UC San Francisco will launch the world’s first tissue bank with samples donated by patients with long COVID. The move follows research indicating that the virus can continue to linger throughout the body and may hold the key to understanding the cause of the debilitating disorder and lead to effective treatments.
By October 2023, an estimated 14% of Americans had or had had long COVID, according to the Centers for Disease Control and Prevention. The disorder may appear as a continuation of the original COVID symptoms or manifest as new symptoms affecting any part of the body. In serious cases multiple body systems are affected, including the brain, heart, lungs, kidneys and skin.
Recent studies have shown that in patients with long COVID, the SARS-CoV-2 virus may not fully clear after the initial infection. Instead, the virus remains in what scientists have termed “viral reservoirs,” identified in patient tissue months or even years later. These reservoirs are now believed to be a primary driver of long COVID, provoking the immune system to respond by prompting conditions like blood clotting disorders and inflammation and cognition dysfunction.
“Based on our work so far, we believe that long COVID is a tissue-based disease,” said Michael Peluso, MD, principal investigator of the UCSF Long COVID Tissue Program and an infectious disease physician-scientist in the UCSF School of Medicine.
“This program will allow us to comprehensively study the biological processes occurring across tissue compartments – in the blood, gut, lymph nodes, spinal fluid and bone marrow – in people living with long COVID. This will help us better understand the underlying mechanisms of long COVID,” said Peluso, who co-led recent research with Timothy Hendrich, MD, a UCSF physician-scientist, that showed the virus was present in colon tissue up to 676 days following infection.
Tissue specimens will be acquired from existing and future participants enrolled in UCSF’s LIINC study, and shared with non-UCSF scientists conducting complementary research. The study, which was launched in April 2020 before long COVID was recognized, is open to all adults who have ever tested positive for COVID-19.

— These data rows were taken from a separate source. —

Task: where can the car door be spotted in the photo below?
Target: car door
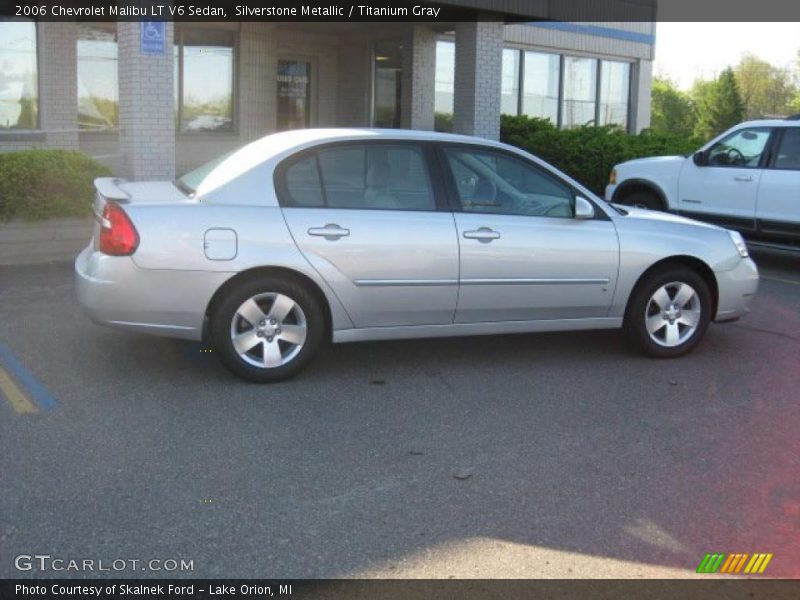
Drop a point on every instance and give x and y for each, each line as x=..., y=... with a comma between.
x=368, y=218
x=524, y=256
x=778, y=206
x=723, y=187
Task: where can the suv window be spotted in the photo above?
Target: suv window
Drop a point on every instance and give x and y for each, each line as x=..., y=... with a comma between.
x=494, y=182
x=788, y=155
x=369, y=176
x=742, y=148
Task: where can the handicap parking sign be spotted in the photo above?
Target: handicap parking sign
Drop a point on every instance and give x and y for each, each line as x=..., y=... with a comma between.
x=153, y=37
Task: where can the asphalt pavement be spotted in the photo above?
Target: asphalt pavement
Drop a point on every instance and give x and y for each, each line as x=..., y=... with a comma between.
x=544, y=455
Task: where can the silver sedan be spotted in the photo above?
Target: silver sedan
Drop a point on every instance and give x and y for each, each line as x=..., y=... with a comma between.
x=347, y=235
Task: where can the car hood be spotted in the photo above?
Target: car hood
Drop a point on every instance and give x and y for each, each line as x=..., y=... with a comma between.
x=644, y=214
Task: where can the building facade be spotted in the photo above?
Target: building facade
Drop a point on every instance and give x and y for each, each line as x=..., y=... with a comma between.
x=98, y=88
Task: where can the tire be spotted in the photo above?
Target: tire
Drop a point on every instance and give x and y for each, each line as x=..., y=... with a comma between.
x=283, y=328
x=669, y=312
x=644, y=199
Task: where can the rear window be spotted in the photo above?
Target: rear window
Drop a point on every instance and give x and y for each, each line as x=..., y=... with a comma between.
x=366, y=177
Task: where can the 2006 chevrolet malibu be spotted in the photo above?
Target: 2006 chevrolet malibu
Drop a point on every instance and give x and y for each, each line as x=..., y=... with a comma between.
x=351, y=235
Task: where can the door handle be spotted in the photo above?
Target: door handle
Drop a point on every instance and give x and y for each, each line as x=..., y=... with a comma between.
x=331, y=232
x=482, y=234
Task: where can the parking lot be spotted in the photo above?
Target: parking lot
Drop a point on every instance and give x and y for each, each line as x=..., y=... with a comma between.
x=549, y=455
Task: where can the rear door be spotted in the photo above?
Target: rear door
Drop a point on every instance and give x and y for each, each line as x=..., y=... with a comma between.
x=778, y=207
x=371, y=220
x=524, y=256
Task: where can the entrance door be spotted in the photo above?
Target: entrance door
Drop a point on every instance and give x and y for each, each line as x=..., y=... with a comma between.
x=294, y=94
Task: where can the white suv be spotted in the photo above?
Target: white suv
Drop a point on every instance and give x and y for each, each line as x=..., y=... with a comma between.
x=746, y=179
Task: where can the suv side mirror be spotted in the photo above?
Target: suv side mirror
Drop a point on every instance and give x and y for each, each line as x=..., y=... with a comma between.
x=583, y=208
x=700, y=158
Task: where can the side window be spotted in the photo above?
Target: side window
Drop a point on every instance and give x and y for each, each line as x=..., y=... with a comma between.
x=497, y=183
x=378, y=177
x=788, y=155
x=302, y=184
x=742, y=148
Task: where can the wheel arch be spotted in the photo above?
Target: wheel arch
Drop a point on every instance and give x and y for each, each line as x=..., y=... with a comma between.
x=631, y=186
x=683, y=260
x=270, y=271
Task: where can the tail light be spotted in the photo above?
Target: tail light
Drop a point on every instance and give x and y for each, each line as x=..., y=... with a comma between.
x=118, y=236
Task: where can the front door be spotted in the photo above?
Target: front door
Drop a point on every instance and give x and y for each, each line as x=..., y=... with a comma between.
x=524, y=256
x=366, y=216
x=294, y=94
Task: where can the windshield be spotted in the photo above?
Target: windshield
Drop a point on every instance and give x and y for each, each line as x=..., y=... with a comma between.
x=189, y=182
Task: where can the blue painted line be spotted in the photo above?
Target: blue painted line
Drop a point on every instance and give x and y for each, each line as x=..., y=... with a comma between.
x=596, y=30
x=44, y=400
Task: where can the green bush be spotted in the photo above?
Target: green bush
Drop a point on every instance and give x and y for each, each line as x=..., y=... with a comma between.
x=38, y=184
x=589, y=153
x=443, y=122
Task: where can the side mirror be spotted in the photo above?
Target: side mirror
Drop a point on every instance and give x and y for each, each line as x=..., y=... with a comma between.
x=700, y=158
x=583, y=208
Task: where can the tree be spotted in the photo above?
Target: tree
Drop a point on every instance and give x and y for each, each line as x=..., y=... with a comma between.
x=718, y=104
x=671, y=110
x=766, y=90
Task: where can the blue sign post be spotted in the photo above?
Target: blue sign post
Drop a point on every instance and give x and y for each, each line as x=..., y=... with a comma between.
x=153, y=37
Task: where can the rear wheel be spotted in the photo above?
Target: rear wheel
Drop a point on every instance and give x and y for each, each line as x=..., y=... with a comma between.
x=669, y=312
x=267, y=329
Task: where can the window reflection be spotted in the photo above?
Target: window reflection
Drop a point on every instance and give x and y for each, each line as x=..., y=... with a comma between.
x=540, y=85
x=580, y=91
x=19, y=97
x=614, y=92
x=205, y=93
x=98, y=93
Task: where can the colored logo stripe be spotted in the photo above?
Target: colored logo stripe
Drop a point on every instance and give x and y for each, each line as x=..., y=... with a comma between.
x=710, y=563
x=734, y=563
x=758, y=563
x=24, y=390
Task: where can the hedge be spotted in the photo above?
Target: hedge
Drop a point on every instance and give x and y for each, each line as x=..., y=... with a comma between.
x=39, y=184
x=589, y=153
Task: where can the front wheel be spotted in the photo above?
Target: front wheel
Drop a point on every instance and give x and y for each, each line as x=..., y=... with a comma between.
x=268, y=329
x=669, y=312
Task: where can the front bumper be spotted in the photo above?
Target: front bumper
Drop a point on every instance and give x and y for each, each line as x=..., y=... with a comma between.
x=736, y=290
x=114, y=291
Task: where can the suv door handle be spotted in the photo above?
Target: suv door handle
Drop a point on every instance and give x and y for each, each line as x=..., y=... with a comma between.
x=482, y=234
x=331, y=232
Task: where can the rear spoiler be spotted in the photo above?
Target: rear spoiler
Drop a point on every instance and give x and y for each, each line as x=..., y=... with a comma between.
x=108, y=188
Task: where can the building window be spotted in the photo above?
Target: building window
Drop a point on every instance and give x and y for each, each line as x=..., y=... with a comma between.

“The persistence of SARS-CoV-2 in tissue is a major target for our rapid research and clinical trials,” said Steven Deeks, MD, co-principal investigator of LIINC, professor of medicine in residence at UCSF and an internationally recognized HIV expert. Current clinical trials include a monoclonal antibody – a lab-made protein that effectively attacks viruses – and an antiviral therapy that blocks viral replication.

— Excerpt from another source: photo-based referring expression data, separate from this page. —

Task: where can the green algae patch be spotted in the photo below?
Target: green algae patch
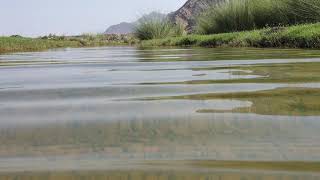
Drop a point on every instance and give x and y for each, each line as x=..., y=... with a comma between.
x=280, y=101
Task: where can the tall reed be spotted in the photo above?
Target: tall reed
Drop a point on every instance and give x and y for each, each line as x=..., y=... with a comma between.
x=240, y=15
x=157, y=28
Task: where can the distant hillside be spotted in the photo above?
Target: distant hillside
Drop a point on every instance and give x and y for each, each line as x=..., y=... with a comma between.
x=128, y=28
x=190, y=10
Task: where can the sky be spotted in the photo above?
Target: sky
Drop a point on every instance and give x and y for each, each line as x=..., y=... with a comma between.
x=72, y=17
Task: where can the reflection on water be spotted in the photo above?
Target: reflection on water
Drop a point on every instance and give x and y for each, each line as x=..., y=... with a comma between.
x=113, y=113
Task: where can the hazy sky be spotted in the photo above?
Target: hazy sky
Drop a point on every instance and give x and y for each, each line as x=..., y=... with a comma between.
x=40, y=17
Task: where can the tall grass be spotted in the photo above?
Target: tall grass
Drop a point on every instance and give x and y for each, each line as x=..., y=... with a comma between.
x=303, y=11
x=157, y=27
x=240, y=15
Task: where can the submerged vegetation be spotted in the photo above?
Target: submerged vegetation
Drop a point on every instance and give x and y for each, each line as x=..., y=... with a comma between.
x=293, y=101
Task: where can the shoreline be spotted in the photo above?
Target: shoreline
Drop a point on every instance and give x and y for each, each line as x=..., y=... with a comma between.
x=305, y=36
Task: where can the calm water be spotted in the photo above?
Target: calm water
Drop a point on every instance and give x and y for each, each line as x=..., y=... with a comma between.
x=129, y=113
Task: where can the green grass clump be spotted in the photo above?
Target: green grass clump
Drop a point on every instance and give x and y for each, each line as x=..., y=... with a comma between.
x=19, y=44
x=303, y=11
x=299, y=36
x=157, y=28
x=240, y=15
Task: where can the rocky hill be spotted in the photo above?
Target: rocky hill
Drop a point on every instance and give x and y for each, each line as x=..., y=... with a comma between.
x=128, y=28
x=190, y=10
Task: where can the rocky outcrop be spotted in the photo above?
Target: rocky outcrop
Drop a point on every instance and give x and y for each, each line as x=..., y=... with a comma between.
x=128, y=28
x=190, y=10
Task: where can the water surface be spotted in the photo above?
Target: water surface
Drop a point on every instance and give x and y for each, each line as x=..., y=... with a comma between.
x=130, y=113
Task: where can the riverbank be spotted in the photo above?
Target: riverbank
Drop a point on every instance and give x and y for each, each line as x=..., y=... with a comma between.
x=299, y=36
x=24, y=44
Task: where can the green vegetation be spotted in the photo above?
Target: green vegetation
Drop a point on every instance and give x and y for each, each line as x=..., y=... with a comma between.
x=157, y=28
x=280, y=101
x=18, y=43
x=270, y=73
x=181, y=170
x=240, y=15
x=299, y=36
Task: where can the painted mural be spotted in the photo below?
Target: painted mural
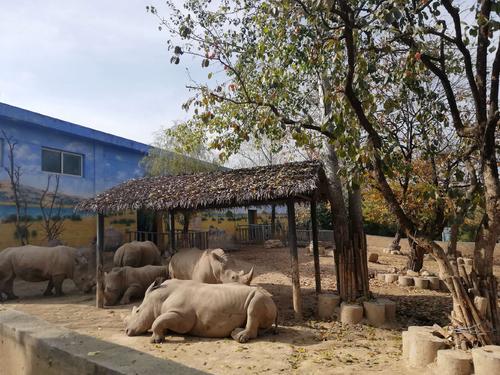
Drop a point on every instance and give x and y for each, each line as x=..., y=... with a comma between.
x=104, y=160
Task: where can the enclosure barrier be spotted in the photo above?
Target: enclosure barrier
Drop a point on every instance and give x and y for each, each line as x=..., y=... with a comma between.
x=29, y=346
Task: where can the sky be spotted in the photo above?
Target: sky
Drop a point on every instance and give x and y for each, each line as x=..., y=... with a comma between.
x=98, y=63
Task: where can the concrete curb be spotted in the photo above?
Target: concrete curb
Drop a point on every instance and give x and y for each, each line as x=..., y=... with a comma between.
x=29, y=345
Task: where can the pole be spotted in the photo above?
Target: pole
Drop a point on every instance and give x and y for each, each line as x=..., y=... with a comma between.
x=314, y=228
x=292, y=239
x=99, y=262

The UCSF Long COVID Tissue Program is supported by a $3 million grant from the Long Covid Research Consortium of the PolyBio Research Foundation, a nonprofit dedicated to complex chronic conditions, which also funded for the LIINC study.
“The UCSF team includes people who helped make HIV and AIDS a treatable disease,” said Amy Proal, PhD, president of PolyBio. “These researchers rapidly pivoted into long COVID research at the outset of the pandemic, leveraging years of experience performing similar research with patients with HIV and AIDS.”
An additional $1.7 million funding from PolyBio will also enable Henrich, and UCSF cardiologist Zian Tseng, MD, to expand their study of sudden cardiac death. Advanced technologies will be used to examine traces of SARS-CoV-2 and related immune changes in tissue samples. Findings may result in recommendations for antiviral treatments for patients who have been exposed to the COVID virus and are at risk for sudden cardiac death.